Autre bonne idée : la réutilisation des rames de papiers. Imprimées seulement au recto, les versos des feuilles peuvent constituer un approvisionnement conséquent de brouillons, et même, à l’aide d’une pince à dessin, se transformer en un utile bloc note. Un effort moindre, qui peut venir renforcer une politique attentive de l’utilisation du papier dans l’entreprise : paramétrage des imprimantes qui, par défaut, n’éditent qu’un exemplaire du document envoyé, ou encore préférence affirmée pour l’utilisation des supports numériques.
Repenser les trajets entre le domicile et le travail des salariés et les déplacements professionnels, réorienter la politique générale d’achat… Les entreprises ont le champ libre pour revoir tout ou partie de leurs modes de fonctionnement établis aujourd’hui.
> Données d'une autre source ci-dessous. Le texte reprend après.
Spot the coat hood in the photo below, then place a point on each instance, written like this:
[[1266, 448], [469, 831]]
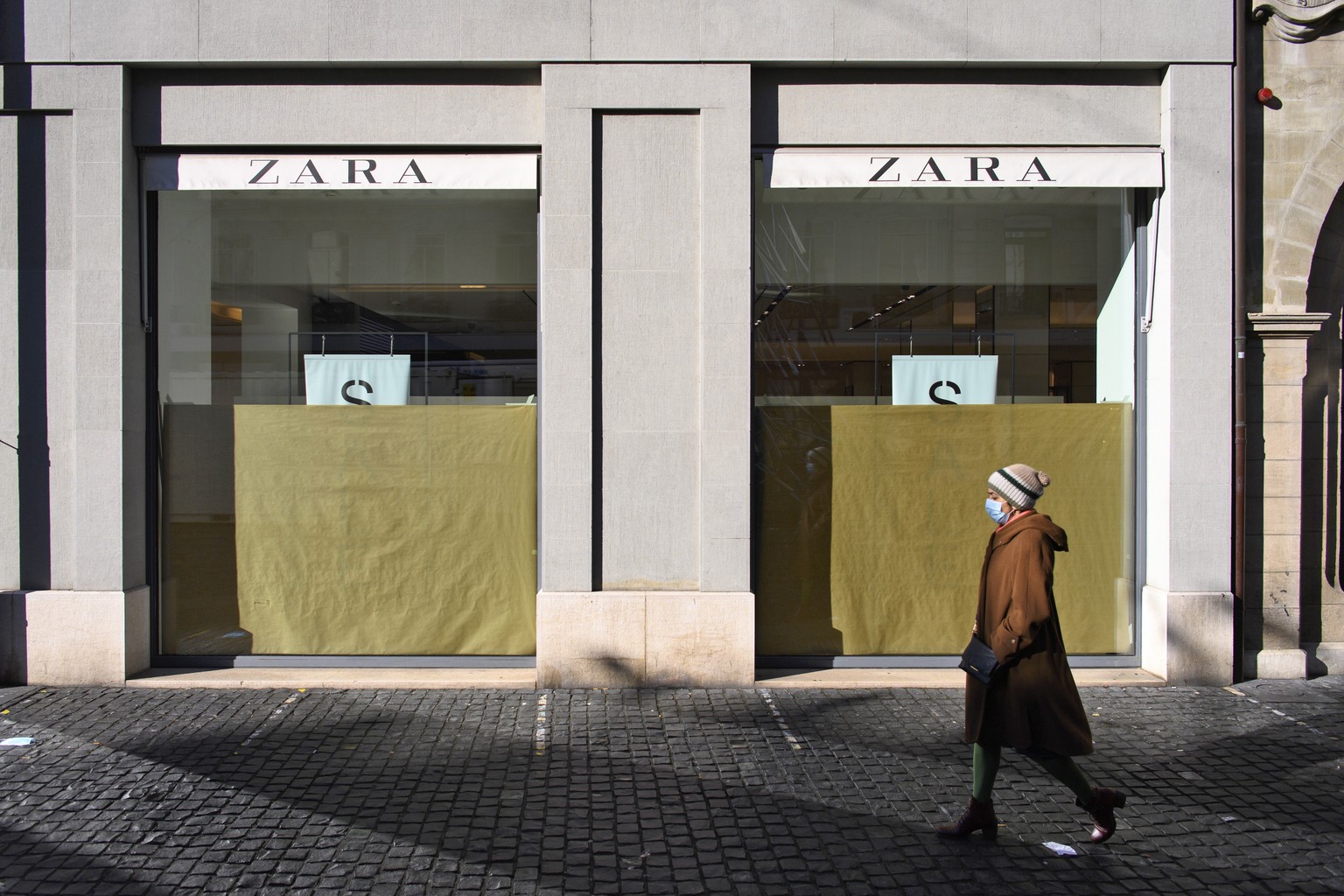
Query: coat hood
[[1033, 522]]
Sur le sujet de la mobilité notamment, de nombreuses actions sont possibles à court terme. Parmi elles : l’instauration de supports à vélos supplémentaires dans les zones de stationnement, qui peuvent suffire à inciter les employés à faire l’usage de leur bicyclette ; la mise en place d’un système de covoiturage entre les collaborateurs de l’entreprise ; ou encore la négociation auprès d’un service urbain d’auto-partage, pour couvrir les besoins ponctuels de véhicule à usage professionnel.
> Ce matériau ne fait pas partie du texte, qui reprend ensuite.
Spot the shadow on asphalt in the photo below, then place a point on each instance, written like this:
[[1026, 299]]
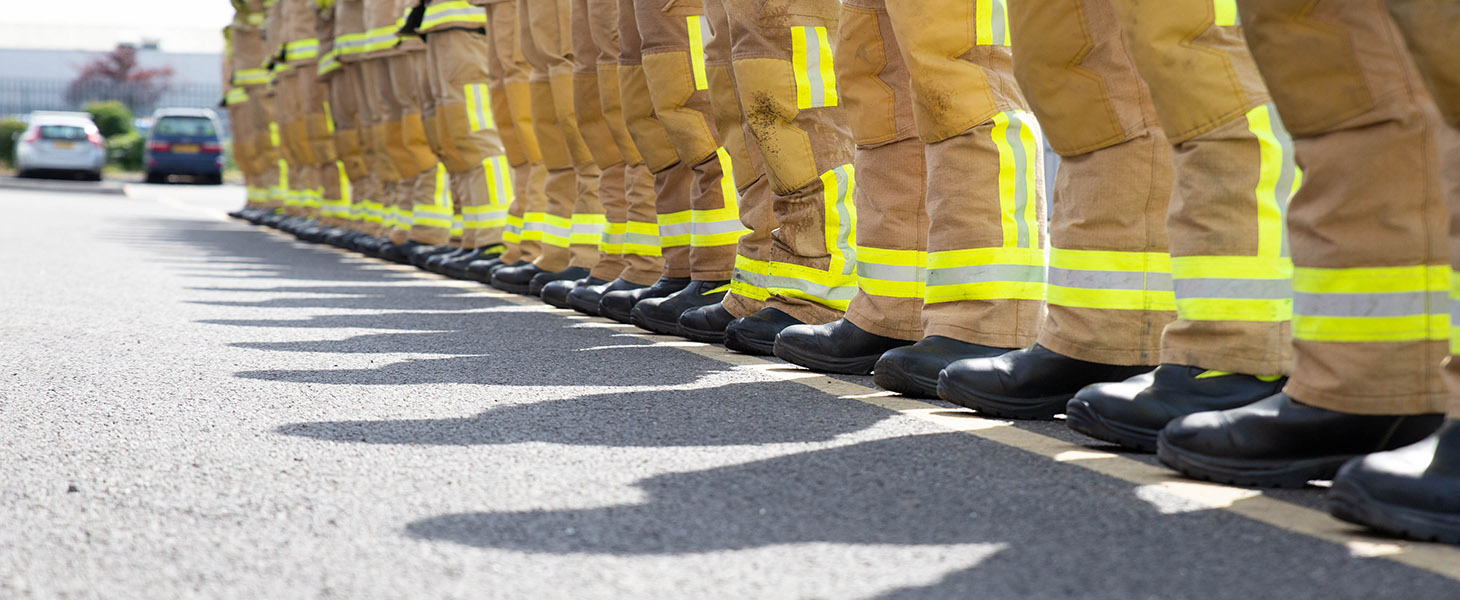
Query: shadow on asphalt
[[1066, 532]]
Préférence pour les produits recyclés ou éco-responsables, choix d’approvisionnement auprès de fournisseurs locaux, mais aussi prédilection pour un café issu du marché équitable… A toute échelle, de la boisson dégustée à l’heure de la pause aux matières nécessaires à la production et l’activité de l’entreprise, la politique des achats a, enfin, un rôle majeur à jouer pour entreprendre le tournant vert qui s’impose aux compagnies comme à la société toute entière.